Op 4 november 2013 heeft de meervoudige wrakingskamer van de Rechtbank Gelderland, zittingsplaats Zutphen, een verzoek tot wraking afgewezen. Het verzoek was ingediend door een verzoeker, vertegenwoordigd door advocaat mr. F.E.C. Koopman, tegen de rechter-commissaris. De wrakingsprocedure begon met een verzoekschrift op 20 september 2013, gevolgd door een schriftelijke reactie van de rechter-commissaris op 11 oktober 2013 en een behandeling op 14 oktober 2013.
De verzoeker stelde dat de rechter-commissaris het contact tussen de verdediging en haar deskundige onmogelijk had gemaakt, wat zou leiden tot een schending van het beginsel van equality of arms. De rechter-commissaris heeft dit verzoek gemotiveerd weersproken. De wrakingskamer oordeelde dat de rechter-commissaris op basis van haar uitleg van artikel 228 lid 4 van het Wetboek van Strafvordering handelde en dat er geen objectieve aanwijzingen waren voor partijdigheid.
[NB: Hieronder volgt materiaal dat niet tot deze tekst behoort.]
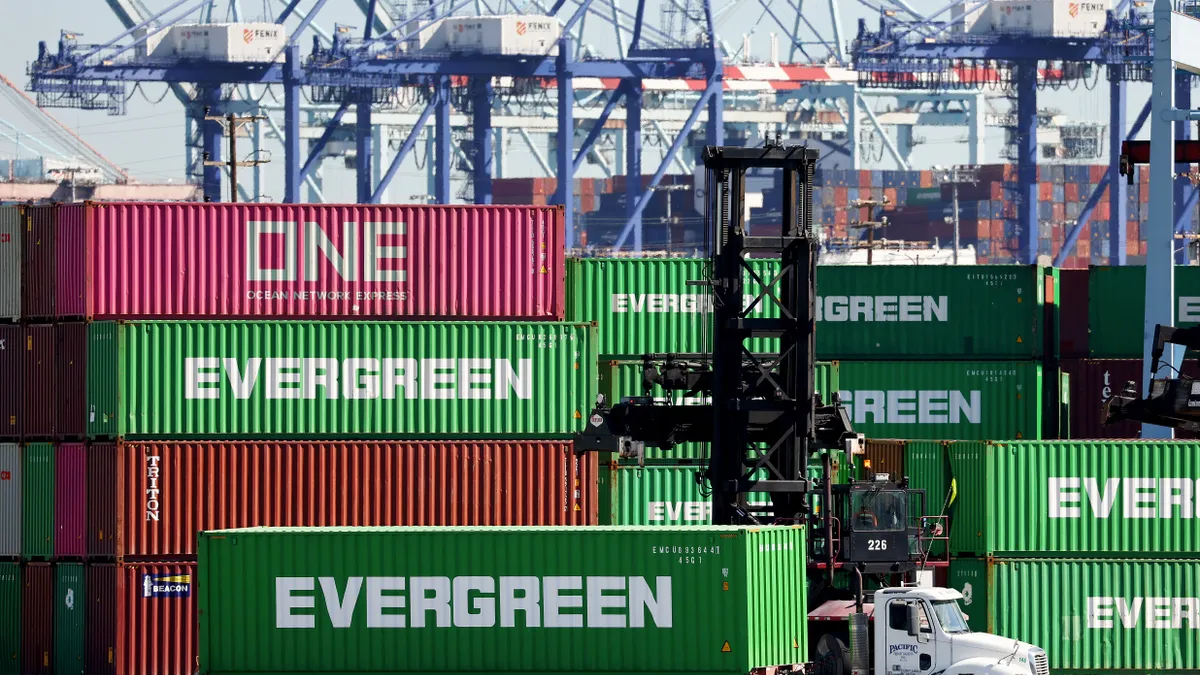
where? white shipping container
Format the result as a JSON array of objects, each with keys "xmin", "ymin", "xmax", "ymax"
[
  {"xmin": 443, "ymin": 14, "xmax": 563, "ymax": 56},
  {"xmin": 991, "ymin": 0, "xmax": 1112, "ymax": 37},
  {"xmin": 0, "ymin": 443, "xmax": 22, "ymax": 557},
  {"xmin": 169, "ymin": 23, "xmax": 288, "ymax": 64},
  {"xmin": 950, "ymin": 0, "xmax": 991, "ymax": 34}
]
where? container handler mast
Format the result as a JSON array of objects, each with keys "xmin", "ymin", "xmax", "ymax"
[
  {"xmin": 1104, "ymin": 325, "xmax": 1200, "ymax": 431},
  {"xmin": 575, "ymin": 143, "xmax": 1049, "ymax": 675}
]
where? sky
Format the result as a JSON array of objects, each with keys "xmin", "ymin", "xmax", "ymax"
[{"xmin": 0, "ymin": 0, "xmax": 1148, "ymax": 201}]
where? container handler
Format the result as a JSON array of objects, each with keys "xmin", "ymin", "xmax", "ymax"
[{"xmin": 575, "ymin": 142, "xmax": 1049, "ymax": 675}]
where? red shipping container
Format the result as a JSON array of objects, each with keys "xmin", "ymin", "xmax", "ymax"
[
  {"xmin": 1058, "ymin": 269, "xmax": 1088, "ymax": 358},
  {"xmin": 20, "ymin": 207, "xmax": 61, "ymax": 319},
  {"xmin": 1061, "ymin": 359, "xmax": 1200, "ymax": 438},
  {"xmin": 45, "ymin": 200, "xmax": 565, "ymax": 321},
  {"xmin": 118, "ymin": 442, "xmax": 599, "ymax": 560},
  {"xmin": 54, "ymin": 443, "xmax": 88, "ymax": 558},
  {"xmin": 20, "ymin": 562, "xmax": 54, "ymax": 675},
  {"xmin": 114, "ymin": 562, "xmax": 200, "ymax": 675},
  {"xmin": 23, "ymin": 324, "xmax": 58, "ymax": 438},
  {"xmin": 84, "ymin": 563, "xmax": 116, "ymax": 675},
  {"xmin": 86, "ymin": 443, "xmax": 116, "ymax": 558},
  {"xmin": 54, "ymin": 321, "xmax": 88, "ymax": 438},
  {"xmin": 0, "ymin": 324, "xmax": 25, "ymax": 440}
]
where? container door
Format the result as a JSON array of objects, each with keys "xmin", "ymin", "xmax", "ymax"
[
  {"xmin": 0, "ymin": 562, "xmax": 20, "ymax": 675},
  {"xmin": 54, "ymin": 563, "xmax": 88, "ymax": 675},
  {"xmin": 876, "ymin": 599, "xmax": 935, "ymax": 674}
]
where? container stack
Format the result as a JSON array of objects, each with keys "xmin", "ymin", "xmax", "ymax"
[
  {"xmin": 943, "ymin": 441, "xmax": 1200, "ymax": 674},
  {"xmin": 0, "ymin": 199, "xmax": 598, "ymax": 675},
  {"xmin": 1061, "ymin": 265, "xmax": 1200, "ymax": 438}
]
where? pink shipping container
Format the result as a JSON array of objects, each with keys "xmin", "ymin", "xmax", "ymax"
[
  {"xmin": 118, "ymin": 442, "xmax": 599, "ymax": 560},
  {"xmin": 86, "ymin": 443, "xmax": 116, "ymax": 558},
  {"xmin": 114, "ymin": 562, "xmax": 200, "ymax": 675},
  {"xmin": 54, "ymin": 443, "xmax": 88, "ymax": 558},
  {"xmin": 48, "ymin": 203, "xmax": 565, "ymax": 321},
  {"xmin": 20, "ymin": 562, "xmax": 54, "ymax": 675},
  {"xmin": 1060, "ymin": 359, "xmax": 1200, "ymax": 438},
  {"xmin": 84, "ymin": 563, "xmax": 118, "ymax": 675}
]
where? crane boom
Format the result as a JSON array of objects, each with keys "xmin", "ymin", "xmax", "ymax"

De wrakingskamer benadrukte dat een negatieve procesbeslissing op zich geen grond voor wraking is, tenzij deze zo onbegrijpelijk is dat deze een zwaarwegende aanwijzing voor partijdigheid oplevert. De rechtbank concludeerde dat er geen feiten of omstandigheden waren die de vrees voor onpartijdigheid van de rechter-commissaris objectief gerechtvaardigd maakten. Het verzoek tot wraking werd afgewezen, en de procedure in de onderliggende strafzaak zal worden voortgezet in de stand waarin deze zich bevond op het moment van het wrakingsverzoek.